Bütün mesele yoksulların, özellikle kent yoksullarının bu direnişi kendi meseleleri olarak görmelerinin temin edilmesidir. Kültürel farklılıkları, kayguları öne çıkartan bir söylemden çok, ortak ekonomik, sosyal sorunları işleyen, özlemleri dile getiren bir dile ihtiyaç var. Aslında AKP politikalarıyla sorunu olan ve sorunu olduğunun henüz farkında olmayan çok sayıda insan “medyatik” kültürel vurgular dolayısıyla halk direnişiyle kontakt kurmakta zorlanıyor ya da tereddüt ediyor. Kendisine o meydanlarda yer olmadığını düşünüyor. Ancak halk direnişi arttıkça sokaklardaki, meydanlardaki kitleler sollaşıyor.
AKP’nin ve liberal işbirlikçilerinin bayraktarlığını yaptıkları kültüralist söylemi sınıfsal söylemle bertaraf edelim. Bu arada bu kültüralizmin, “klasik sınıf siyasetini bırakalım; politik eleştiriyle kültürel sorunlar ve kültürel özneler arasında bağ kuran bir radikal siyaset izleyelim” diyen “yeni sol”un telkini olduğunu da geçerken hatırlatalım.
Kuşkusuz, bu kez “bayrak mitingleri”ne göre çok daha ileri bir noktadayız .Söz konusu organize mitingler erken ama bu kez tersten, lakin geç sonuçları itibarıyla da pek farklı olmayan, bir tür “27 Mayıs” hamlesiyle manipüle edilmişti.
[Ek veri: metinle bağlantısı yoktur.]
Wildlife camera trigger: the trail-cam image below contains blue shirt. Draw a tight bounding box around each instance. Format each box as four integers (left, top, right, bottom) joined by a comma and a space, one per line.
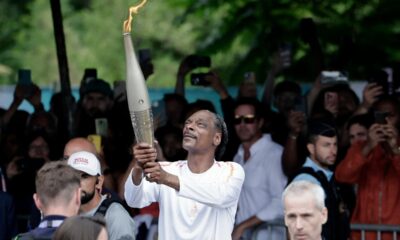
293, 157, 333, 186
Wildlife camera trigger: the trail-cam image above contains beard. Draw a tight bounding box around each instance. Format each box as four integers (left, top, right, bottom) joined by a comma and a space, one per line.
81, 189, 96, 204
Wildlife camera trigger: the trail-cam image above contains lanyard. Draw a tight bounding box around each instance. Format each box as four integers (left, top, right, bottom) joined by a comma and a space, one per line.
39, 220, 64, 228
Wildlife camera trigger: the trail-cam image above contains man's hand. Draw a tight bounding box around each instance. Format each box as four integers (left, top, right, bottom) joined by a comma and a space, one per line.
206, 71, 229, 99
144, 162, 168, 184
132, 143, 157, 185
133, 143, 157, 169
361, 83, 383, 109
324, 92, 339, 117
362, 123, 387, 156
288, 111, 306, 137
382, 124, 400, 154
26, 84, 43, 110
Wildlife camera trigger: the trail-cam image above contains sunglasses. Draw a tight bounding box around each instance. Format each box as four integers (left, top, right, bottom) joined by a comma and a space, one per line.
233, 115, 256, 125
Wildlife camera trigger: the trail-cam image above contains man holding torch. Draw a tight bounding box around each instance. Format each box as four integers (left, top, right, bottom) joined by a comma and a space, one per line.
125, 110, 244, 240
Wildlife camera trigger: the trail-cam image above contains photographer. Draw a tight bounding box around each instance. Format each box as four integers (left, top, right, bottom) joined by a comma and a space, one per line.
335, 97, 400, 240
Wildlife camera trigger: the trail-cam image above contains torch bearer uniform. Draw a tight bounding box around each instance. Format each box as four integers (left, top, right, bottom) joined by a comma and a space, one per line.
125, 161, 244, 240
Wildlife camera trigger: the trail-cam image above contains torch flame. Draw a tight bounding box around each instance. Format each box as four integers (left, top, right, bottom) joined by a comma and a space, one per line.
124, 0, 147, 33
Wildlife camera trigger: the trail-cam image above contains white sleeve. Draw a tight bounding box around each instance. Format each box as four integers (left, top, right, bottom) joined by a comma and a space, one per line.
178, 162, 244, 208
124, 168, 160, 208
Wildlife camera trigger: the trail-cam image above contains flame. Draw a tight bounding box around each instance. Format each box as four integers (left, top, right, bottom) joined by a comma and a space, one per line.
124, 0, 147, 33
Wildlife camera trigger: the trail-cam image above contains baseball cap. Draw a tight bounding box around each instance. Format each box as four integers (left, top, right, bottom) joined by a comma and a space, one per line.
68, 151, 101, 176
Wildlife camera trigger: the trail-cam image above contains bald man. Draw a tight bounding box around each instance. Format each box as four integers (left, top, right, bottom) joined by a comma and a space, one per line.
63, 137, 98, 160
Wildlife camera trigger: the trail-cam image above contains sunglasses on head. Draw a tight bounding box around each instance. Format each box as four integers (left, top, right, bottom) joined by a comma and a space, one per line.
233, 115, 256, 125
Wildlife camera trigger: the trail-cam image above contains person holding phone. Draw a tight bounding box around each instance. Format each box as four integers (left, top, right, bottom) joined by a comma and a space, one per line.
335, 96, 400, 240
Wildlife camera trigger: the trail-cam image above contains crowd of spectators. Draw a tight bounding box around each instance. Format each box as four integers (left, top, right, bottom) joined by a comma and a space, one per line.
0, 18, 400, 240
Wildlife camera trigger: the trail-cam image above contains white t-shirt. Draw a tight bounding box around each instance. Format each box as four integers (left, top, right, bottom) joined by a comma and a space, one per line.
125, 161, 244, 240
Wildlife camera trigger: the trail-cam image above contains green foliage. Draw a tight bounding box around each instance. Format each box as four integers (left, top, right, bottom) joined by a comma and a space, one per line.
0, 0, 400, 87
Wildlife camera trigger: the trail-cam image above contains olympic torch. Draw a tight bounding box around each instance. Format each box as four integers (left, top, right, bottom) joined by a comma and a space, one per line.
123, 0, 154, 145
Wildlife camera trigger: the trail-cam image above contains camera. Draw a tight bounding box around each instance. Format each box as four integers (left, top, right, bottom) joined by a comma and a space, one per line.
187, 55, 211, 68
374, 111, 390, 124
321, 71, 348, 84
190, 72, 212, 86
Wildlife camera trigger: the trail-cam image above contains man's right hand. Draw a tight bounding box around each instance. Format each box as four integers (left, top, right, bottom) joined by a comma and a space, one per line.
132, 143, 157, 185
133, 143, 157, 169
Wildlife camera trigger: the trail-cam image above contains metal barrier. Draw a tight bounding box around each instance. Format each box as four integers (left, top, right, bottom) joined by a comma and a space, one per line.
251, 219, 400, 240
351, 223, 400, 240
251, 219, 287, 240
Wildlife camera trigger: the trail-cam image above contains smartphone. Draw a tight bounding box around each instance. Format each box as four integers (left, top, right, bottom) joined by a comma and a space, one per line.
18, 69, 32, 86
374, 111, 390, 124
151, 99, 167, 127
94, 118, 108, 137
187, 55, 211, 68
138, 48, 151, 63
87, 134, 101, 153
243, 72, 256, 84
279, 43, 292, 68
293, 96, 307, 114
321, 71, 348, 84
190, 73, 212, 86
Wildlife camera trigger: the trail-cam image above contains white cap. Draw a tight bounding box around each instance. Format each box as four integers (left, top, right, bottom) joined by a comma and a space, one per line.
68, 151, 101, 176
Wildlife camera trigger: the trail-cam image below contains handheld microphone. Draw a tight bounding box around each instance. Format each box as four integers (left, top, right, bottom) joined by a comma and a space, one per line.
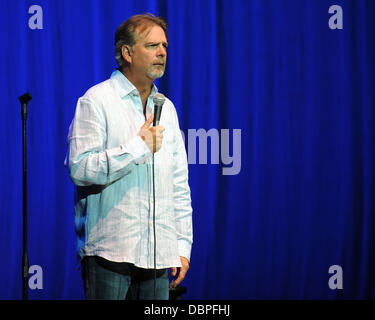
153, 93, 165, 127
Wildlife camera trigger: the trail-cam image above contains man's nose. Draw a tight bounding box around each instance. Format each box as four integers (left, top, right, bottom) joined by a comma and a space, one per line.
157, 44, 167, 57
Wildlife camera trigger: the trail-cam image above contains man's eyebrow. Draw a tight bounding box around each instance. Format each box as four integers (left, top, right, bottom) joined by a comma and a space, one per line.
145, 41, 168, 46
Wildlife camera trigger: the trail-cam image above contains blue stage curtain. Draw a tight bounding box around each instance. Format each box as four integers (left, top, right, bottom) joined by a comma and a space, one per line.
0, 0, 375, 299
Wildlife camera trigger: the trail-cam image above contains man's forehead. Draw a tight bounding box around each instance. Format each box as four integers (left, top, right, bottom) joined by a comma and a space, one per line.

Bu mitinglerin “Arap baharı” na benzer sonuçları oldu. Biz “Arap baharı” nı 2007’da yaşadık demek yanlış olmayacaktır.
Bugünkü kendiliğinden halk ayaklanmasının toplumsal tabanı tartışmasız daha geniştir. Emekçi, ücretli sınıfların katılımı daha yoğundur. Bunun en önemli nedeni neo-liberal ekonomi politikalarının neden olduğu toplumsal tahribat ve dünyadaki ekonomik krizdir. Hareket özü itibarıyla anti-kapitalisttir. Sol hareketlerin ve devrimci militanlığın katılan geniş kitleler nezdinde öncelenmemiş ölçüde kabul görmüş olması da ayaklanmanın bu anti-kapitalist özünün bir göstergesi olmaktadır.
Ancak henüz ulaşmamız gereken, hareketin başarısı bakımdan önem arz eden çok önemli bir kitle var. Onlara ancak, onların somut, yakıcı sorunlarına, özlemlerine nokta vuruşu yapan, somut, kısa vadeli çözümler öneren anti-kapitalist, sol bir söylem ulaşabilir.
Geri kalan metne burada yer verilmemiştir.